Sono di questi giorni alcuni fatti di cronaca che ripropongono, in qualche modo, la tremenda questione dell’emergenza educativa dei preadolescenti e dei giovani, così come è stata drammaticamente espressa dal Santo Padre Benedetto XVI alla Diocesi di Roma il 21 Gennaio 2008. «Ho pensato di rivolgermi a voi con questa lettera per parlarvi di un problema che voi stessi sentite e sul quale le varie componenti della nostra Chiesa si stanno impegnando: il problema dell’educazione. Abbiamo tutti a cuore il bene delle persone che amiamo, in particolare dei nostri bambini, adolescenti e giovani … Educare però non è mai stato facile, e oggi sembra diventare sempre più difficile. Lo sanno bene i genitori, gli insegnanti, i sacerdoti e tutti coloro che hanno dirette responsabilità educative. Si parla perciò di una grande “emergenza educativa”, confermata dagli insuccessi a cui troppo spesso vanno incontro i nostri sforzi per formare persone solide, capaci di collaborare con gli altri e di dare un senso alla propria vita … In realtà, sono in questione non soltanto le responsabilità personali degli adulti o dei giovani, che pur esistono e non devono essere nascoste, ma anche un’atmosfera diffusa, una mentalità e una forma di cultura che portano a dubitare del valore della persona umana, del significato stesso della verità e del bene, in ultima analisi della bontà della vita».

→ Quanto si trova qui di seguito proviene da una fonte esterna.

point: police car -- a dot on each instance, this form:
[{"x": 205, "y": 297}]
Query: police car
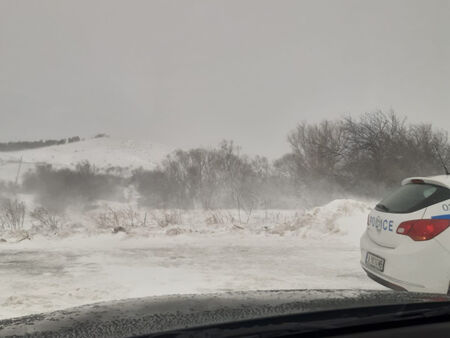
[{"x": 406, "y": 245}]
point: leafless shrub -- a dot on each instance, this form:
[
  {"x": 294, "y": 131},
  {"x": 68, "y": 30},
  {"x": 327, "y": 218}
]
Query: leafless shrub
[
  {"x": 220, "y": 217},
  {"x": 12, "y": 215},
  {"x": 164, "y": 218},
  {"x": 42, "y": 218},
  {"x": 120, "y": 219}
]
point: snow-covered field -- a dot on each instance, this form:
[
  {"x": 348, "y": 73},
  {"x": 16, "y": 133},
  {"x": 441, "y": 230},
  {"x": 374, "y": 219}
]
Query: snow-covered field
[
  {"x": 105, "y": 152},
  {"x": 316, "y": 248},
  {"x": 160, "y": 252}
]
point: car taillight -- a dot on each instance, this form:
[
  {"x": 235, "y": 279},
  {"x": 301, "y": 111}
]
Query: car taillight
[{"x": 423, "y": 229}]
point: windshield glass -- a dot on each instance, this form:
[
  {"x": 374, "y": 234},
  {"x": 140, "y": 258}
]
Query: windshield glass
[{"x": 412, "y": 197}]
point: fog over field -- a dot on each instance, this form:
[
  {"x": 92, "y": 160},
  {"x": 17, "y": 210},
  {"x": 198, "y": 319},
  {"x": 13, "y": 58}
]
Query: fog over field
[{"x": 165, "y": 147}]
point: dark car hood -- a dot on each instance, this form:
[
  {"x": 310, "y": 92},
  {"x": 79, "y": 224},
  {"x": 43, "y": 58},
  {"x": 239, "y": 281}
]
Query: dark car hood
[{"x": 134, "y": 317}]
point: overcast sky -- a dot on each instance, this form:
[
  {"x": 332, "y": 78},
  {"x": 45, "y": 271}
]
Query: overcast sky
[{"x": 189, "y": 73}]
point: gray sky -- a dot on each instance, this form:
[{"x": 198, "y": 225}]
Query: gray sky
[{"x": 189, "y": 73}]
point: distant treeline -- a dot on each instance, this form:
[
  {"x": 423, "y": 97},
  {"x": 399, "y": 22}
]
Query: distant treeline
[
  {"x": 362, "y": 157},
  {"x": 24, "y": 145}
]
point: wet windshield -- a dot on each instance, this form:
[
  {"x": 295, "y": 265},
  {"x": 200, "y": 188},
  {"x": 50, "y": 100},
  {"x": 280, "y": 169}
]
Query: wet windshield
[{"x": 152, "y": 148}]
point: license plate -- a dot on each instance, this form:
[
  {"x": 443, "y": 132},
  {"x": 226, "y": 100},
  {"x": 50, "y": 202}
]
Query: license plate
[{"x": 375, "y": 261}]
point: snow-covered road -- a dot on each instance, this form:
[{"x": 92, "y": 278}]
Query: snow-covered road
[{"x": 45, "y": 275}]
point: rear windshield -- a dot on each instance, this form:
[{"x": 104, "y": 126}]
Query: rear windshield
[{"x": 412, "y": 197}]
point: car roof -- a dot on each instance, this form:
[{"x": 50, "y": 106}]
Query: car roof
[{"x": 442, "y": 180}]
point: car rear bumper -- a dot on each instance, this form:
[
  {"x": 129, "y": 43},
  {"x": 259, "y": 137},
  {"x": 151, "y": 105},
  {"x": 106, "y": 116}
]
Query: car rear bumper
[{"x": 415, "y": 266}]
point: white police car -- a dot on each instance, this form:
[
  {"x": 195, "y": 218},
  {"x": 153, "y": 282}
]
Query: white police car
[{"x": 406, "y": 245}]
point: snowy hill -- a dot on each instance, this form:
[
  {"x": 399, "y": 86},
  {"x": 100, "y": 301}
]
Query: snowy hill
[{"x": 103, "y": 152}]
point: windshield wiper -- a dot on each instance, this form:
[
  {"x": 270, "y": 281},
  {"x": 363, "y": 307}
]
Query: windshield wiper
[{"x": 382, "y": 207}]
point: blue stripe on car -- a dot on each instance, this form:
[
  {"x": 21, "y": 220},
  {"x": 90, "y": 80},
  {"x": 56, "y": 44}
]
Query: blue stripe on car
[{"x": 441, "y": 217}]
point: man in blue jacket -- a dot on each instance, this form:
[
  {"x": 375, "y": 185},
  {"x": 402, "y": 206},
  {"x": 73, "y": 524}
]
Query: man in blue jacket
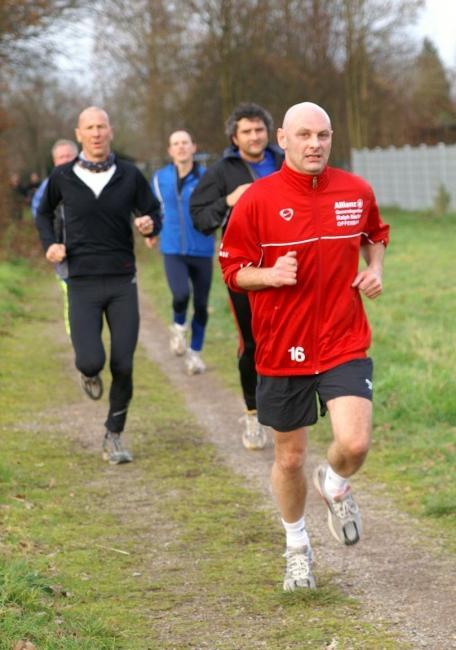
[
  {"x": 187, "y": 253},
  {"x": 62, "y": 151}
]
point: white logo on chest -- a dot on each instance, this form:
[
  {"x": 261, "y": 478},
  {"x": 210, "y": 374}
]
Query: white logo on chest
[
  {"x": 348, "y": 213},
  {"x": 286, "y": 213}
]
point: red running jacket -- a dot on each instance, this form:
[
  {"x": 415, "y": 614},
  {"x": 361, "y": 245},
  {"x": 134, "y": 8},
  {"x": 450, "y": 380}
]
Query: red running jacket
[{"x": 320, "y": 322}]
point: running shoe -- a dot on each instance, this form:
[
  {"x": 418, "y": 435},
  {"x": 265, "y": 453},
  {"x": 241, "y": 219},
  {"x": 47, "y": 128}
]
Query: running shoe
[
  {"x": 344, "y": 519},
  {"x": 298, "y": 574},
  {"x": 113, "y": 449},
  {"x": 92, "y": 386},
  {"x": 193, "y": 363},
  {"x": 178, "y": 339},
  {"x": 254, "y": 435}
]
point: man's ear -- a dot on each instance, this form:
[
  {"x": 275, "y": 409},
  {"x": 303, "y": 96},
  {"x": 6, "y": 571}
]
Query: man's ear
[{"x": 281, "y": 138}]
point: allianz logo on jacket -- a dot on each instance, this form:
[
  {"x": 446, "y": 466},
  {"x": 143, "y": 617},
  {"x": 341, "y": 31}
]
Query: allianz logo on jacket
[{"x": 348, "y": 213}]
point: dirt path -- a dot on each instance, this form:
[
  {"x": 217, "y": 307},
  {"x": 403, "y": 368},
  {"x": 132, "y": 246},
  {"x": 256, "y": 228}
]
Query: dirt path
[{"x": 399, "y": 580}]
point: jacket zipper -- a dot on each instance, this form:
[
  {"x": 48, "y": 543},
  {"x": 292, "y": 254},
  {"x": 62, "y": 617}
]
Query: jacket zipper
[
  {"x": 183, "y": 236},
  {"x": 318, "y": 301}
]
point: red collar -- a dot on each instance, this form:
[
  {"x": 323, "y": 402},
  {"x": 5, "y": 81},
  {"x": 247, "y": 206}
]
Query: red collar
[{"x": 305, "y": 182}]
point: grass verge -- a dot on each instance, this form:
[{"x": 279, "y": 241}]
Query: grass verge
[
  {"x": 159, "y": 554},
  {"x": 414, "y": 449}
]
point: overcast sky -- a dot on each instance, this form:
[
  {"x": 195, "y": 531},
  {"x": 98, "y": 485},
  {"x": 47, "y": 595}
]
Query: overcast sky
[{"x": 438, "y": 22}]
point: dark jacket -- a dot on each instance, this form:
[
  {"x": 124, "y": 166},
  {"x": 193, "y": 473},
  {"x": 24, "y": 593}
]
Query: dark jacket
[
  {"x": 208, "y": 205},
  {"x": 98, "y": 231},
  {"x": 178, "y": 236}
]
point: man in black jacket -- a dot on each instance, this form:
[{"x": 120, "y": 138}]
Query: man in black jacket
[
  {"x": 248, "y": 157},
  {"x": 100, "y": 193}
]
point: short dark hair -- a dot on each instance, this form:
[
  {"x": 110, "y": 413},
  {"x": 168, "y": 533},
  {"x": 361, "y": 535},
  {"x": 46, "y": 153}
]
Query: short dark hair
[
  {"x": 249, "y": 111},
  {"x": 189, "y": 133}
]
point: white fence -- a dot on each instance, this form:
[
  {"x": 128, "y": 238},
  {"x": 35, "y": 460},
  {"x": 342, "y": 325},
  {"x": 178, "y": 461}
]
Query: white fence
[{"x": 409, "y": 177}]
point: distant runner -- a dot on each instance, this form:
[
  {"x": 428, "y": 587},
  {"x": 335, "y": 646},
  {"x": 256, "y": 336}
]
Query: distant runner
[{"x": 100, "y": 193}]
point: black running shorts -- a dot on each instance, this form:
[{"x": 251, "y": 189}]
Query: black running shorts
[{"x": 288, "y": 403}]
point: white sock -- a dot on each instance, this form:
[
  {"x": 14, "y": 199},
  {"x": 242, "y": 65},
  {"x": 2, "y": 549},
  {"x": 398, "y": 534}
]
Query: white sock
[
  {"x": 296, "y": 533},
  {"x": 334, "y": 483}
]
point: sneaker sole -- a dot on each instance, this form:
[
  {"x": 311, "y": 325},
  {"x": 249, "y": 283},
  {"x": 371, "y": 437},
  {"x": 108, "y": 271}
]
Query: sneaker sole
[{"x": 346, "y": 540}]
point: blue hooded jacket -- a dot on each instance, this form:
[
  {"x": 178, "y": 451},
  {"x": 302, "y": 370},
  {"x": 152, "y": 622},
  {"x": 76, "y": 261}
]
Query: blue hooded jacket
[{"x": 178, "y": 235}]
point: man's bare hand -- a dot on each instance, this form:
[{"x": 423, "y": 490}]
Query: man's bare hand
[
  {"x": 150, "y": 241},
  {"x": 56, "y": 253},
  {"x": 369, "y": 282},
  {"x": 144, "y": 224},
  {"x": 233, "y": 198},
  {"x": 284, "y": 272}
]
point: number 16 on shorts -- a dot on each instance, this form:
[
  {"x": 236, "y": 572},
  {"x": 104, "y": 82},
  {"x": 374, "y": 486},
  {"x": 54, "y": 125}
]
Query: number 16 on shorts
[{"x": 297, "y": 353}]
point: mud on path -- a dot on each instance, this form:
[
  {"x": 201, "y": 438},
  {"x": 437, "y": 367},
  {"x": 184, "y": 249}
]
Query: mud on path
[{"x": 398, "y": 575}]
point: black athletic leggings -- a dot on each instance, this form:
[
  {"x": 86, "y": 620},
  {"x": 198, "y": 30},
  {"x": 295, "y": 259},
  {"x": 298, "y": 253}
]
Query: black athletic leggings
[
  {"x": 115, "y": 297},
  {"x": 180, "y": 271},
  {"x": 246, "y": 353}
]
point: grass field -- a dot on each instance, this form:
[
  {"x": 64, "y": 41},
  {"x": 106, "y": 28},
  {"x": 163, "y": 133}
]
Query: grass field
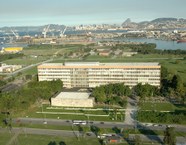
[
  {"x": 74, "y": 114},
  {"x": 46, "y": 140},
  {"x": 161, "y": 106},
  {"x": 5, "y": 137}
]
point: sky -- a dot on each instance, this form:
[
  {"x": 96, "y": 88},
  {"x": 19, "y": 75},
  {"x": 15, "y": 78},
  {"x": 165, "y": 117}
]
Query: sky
[{"x": 77, "y": 12}]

Sul quotidiano Il Mattino del 9 gennaio di quest’anno, a pag. 12, veniva riportata la notizia di una baby gang (il più piccolo ha 9 anni!) che si “divertiva” a far deragliare i treni sulla tratta Milano Varese. Ancora sul Mattino del 30 dicembre dello scorso anno, la notizia di un giovane di 25 anni, ridotto in fin di vita, a Gela, da un cosiddetto “branco” per aver pestato involontariamente il piede di un altro giovane in discoteca. Un ultimo fatto di cronaca, tra i tanti che potrei riportare, è accaduto a Messina ed è stato riportato dal Mattino dell’11 gennaio scorso. Protagonisti, un gruppo di otto quindicenni che, per scommessa, si divertivano a torturare un disabile. In base a questi fatti, che sono solo alcuni tra i tanti, e senza chiaramente voler generalizzare, si potrebbe ipotizzare che le nuove generazioni facciano molto fatica a rendersi conto delle conseguenze delle loro azioni? E’ come se la loro capacità di “ragionare”, che proprio in questa età dovrebbe emergere con tutta la sua forza dirompente e creativa, fosse messa in ombra da forze irrazionali che spadroneggiano nella loro mente. Stiamo certamente parlando di un fenomeno complesso che richiederebbe ben altra trattazione, ciononostante vorrei cercare di approfondire, nei limiti del possibile, una sola delle cause addotte per spiegare questo fenomeno: l’influenza dei nuovi linguaggi sulla mente dei teenager.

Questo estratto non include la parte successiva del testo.